Literally throwing its 32,142 followers head-first into the “Marvel Worldwide” 2017 multi-title comic book event “Secret Empire”, Dennis Hopeless’ script for Issue Twenty-One of “Doctor Strange” must have proved a truly pulse-pounding reading experience for those who already had some knowledge of the Cosmic Cube transforming “Captain America into the ultimate Hydra sleeper agent” and “some of Earth’s street-level heroes… [becoming] trapped inside the Darkforce bubble that envelops New York City.” However, for those bibliophiles ignorant of such catastrophic incidents, and faced with a Sorcerer Supreme who almost immediately hacks off the gory head of a needle-teethed demon inside a seemingly abandoned pharmacy, the Kansas City born writer’s narrative must have been a somewhat surprising change of story-line to that anticipated following the recent departure of the ongoing series’ previously ensconced creative team.
Fortunately though, the GLAAD Media Award-nominee doesn’t entirely abandon his audience to the thrills (and spills) of the raggedy Master of the Mystic Arts armed with a demigod’s old hatchet and an enchanted swan feather without some exposition, and quite unobtrusively pens a summary of events to bring any bookworm back up to speed whilst the titular character fights his way through the sickeningly slimy digestive tract of a giant monster.

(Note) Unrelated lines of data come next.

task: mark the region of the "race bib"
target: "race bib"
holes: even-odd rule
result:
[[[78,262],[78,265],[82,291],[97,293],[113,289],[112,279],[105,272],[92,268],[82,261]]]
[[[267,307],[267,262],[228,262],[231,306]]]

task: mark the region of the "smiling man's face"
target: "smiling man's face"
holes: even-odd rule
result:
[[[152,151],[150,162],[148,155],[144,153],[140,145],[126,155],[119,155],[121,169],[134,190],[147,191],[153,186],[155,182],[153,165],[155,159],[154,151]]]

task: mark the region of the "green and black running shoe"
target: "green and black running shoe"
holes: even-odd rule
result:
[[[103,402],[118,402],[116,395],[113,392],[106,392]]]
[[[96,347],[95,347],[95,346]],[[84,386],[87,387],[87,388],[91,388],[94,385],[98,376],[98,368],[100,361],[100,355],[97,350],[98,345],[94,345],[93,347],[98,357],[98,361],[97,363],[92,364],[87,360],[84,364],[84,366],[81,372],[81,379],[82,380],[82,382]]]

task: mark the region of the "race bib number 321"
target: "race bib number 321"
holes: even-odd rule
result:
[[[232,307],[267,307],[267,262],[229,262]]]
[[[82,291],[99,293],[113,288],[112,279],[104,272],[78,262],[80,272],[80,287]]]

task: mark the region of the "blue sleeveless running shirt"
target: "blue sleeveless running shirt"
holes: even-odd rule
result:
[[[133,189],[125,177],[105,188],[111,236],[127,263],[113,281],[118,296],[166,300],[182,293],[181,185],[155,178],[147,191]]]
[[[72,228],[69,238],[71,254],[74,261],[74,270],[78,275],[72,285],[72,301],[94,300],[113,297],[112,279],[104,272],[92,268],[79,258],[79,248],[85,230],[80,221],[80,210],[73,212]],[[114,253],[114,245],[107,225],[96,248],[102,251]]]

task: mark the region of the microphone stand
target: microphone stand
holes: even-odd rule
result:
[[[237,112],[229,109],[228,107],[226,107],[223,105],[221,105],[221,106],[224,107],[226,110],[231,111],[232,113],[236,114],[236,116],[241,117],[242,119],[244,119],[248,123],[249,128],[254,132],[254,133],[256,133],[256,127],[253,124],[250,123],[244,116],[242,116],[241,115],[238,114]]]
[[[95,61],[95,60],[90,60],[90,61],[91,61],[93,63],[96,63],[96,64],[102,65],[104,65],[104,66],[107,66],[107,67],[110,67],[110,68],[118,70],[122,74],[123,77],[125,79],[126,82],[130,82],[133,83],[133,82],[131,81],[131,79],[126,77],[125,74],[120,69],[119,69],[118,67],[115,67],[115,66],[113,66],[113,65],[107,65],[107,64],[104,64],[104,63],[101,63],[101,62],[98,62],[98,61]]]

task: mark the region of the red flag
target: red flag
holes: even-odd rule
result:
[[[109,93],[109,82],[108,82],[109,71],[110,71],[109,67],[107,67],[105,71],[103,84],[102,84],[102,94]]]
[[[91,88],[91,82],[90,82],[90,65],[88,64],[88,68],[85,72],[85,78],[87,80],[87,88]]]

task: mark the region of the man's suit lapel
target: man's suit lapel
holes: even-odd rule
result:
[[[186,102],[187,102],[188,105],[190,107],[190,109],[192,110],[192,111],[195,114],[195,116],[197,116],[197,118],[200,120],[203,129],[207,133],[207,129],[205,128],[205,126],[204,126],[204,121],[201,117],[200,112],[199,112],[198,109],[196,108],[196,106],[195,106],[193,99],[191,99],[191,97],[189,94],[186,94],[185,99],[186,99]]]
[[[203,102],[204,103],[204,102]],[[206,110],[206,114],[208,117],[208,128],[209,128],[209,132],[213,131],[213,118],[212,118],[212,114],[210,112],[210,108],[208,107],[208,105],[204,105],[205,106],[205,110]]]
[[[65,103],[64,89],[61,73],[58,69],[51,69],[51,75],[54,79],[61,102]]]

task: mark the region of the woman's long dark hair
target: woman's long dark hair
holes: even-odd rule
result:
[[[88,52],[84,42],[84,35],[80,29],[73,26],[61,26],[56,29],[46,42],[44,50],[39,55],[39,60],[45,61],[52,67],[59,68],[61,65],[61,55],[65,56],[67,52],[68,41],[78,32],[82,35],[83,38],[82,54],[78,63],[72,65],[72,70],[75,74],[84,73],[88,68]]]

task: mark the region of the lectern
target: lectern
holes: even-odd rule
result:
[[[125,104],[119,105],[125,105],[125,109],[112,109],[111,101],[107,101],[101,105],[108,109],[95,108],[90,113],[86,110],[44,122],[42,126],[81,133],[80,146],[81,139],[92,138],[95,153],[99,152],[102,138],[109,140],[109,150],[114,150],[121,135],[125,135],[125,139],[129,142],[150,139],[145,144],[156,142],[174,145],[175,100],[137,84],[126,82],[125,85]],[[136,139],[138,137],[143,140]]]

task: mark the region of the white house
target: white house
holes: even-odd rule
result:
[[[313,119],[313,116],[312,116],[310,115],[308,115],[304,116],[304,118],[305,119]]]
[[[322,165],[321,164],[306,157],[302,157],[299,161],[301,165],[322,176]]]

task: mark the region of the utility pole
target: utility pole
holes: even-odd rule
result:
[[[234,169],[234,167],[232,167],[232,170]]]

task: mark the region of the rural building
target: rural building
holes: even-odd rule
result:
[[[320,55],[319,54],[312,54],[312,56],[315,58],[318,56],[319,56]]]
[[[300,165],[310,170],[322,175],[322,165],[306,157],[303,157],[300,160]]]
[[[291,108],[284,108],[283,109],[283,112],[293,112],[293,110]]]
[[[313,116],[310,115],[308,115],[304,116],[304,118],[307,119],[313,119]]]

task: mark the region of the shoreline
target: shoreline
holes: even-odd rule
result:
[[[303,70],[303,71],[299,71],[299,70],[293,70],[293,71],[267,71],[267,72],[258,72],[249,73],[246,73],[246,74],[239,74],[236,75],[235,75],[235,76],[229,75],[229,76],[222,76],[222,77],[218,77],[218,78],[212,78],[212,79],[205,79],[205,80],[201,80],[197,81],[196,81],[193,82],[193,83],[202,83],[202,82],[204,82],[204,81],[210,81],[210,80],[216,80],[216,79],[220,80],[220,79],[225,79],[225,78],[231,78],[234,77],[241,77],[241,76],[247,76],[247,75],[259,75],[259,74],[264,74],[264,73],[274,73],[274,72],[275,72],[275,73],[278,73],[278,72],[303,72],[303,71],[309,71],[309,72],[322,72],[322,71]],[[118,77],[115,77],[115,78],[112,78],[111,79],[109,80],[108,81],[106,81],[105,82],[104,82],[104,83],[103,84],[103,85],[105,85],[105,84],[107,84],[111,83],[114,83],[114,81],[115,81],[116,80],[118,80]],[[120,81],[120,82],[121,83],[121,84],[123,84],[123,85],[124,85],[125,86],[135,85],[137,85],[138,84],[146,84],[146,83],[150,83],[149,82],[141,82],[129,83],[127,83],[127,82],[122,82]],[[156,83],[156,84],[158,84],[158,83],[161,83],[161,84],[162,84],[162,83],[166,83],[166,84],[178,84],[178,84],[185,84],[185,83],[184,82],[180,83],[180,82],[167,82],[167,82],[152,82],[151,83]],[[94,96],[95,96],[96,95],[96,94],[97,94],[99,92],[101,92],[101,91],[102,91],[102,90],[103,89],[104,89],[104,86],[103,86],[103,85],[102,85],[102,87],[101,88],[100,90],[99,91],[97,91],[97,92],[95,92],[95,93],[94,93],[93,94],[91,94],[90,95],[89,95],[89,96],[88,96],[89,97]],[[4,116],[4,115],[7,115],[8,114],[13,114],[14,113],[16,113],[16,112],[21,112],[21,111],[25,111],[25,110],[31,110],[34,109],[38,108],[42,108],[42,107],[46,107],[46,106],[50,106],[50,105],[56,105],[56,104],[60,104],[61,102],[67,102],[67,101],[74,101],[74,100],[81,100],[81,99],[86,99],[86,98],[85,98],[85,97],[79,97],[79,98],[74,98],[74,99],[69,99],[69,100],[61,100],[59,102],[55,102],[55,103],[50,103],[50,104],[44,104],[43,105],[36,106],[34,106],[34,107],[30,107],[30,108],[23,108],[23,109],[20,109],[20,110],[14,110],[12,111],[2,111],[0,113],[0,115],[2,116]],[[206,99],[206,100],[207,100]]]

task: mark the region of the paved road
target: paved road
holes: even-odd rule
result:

This intimate insight into Strange’s most recent memories works really well, but disconcertingly doesn’t help explain just why the likes of Daredevil, Spider-Woman and Ben Urich are found scaling the Chrysler building, nor how the Sanctum Santorum is suddenly “inside a big marble halfway up” the skyscraper.
Still so bizarre an interlude does at least provide Baron Mordo with an opportunity to joyously verbalise his disreputable qualities to Matt Murdock’s alter-ego and demonstrate just why the “sorcerer of some renown in dark wizarding circles” is now the “all-powerful caretaker of this darkforce Manhattan.” In addition, the Transylvanian nobleman’s appearance also helps pin-point him as a very understandable target for Stephen’s “fine witches’ brew” and the perfect justification as to why the former preeminent surgeon has made such a desperately dangerous trek across the beleaguered metropolis’ ruinous landscape simply to acquire “a meal a young couple shared on the first night in their new home”, a “lucky rabbit’s foot dangled from the ignition in three separate fatal car accidents” and “the prized possession of a three-year-old boy”; “By the Flames of the Faltine! Peel back the dark veil that encases us!”
Adding to the enthralling atmosphere of Hopeless’ post-apocalyptic New York is Niko Henrichon’s dynamic pencilling and rich colouring. The Canadian artist’s various demonic creatures would arguably not look out-of-place within Sam Raimi’s “Evil Dead” cult movie trilogy and resultantly adds an element of blood-curdling horror to the proceedings which arguably wouldn’t have been so evident otherwise.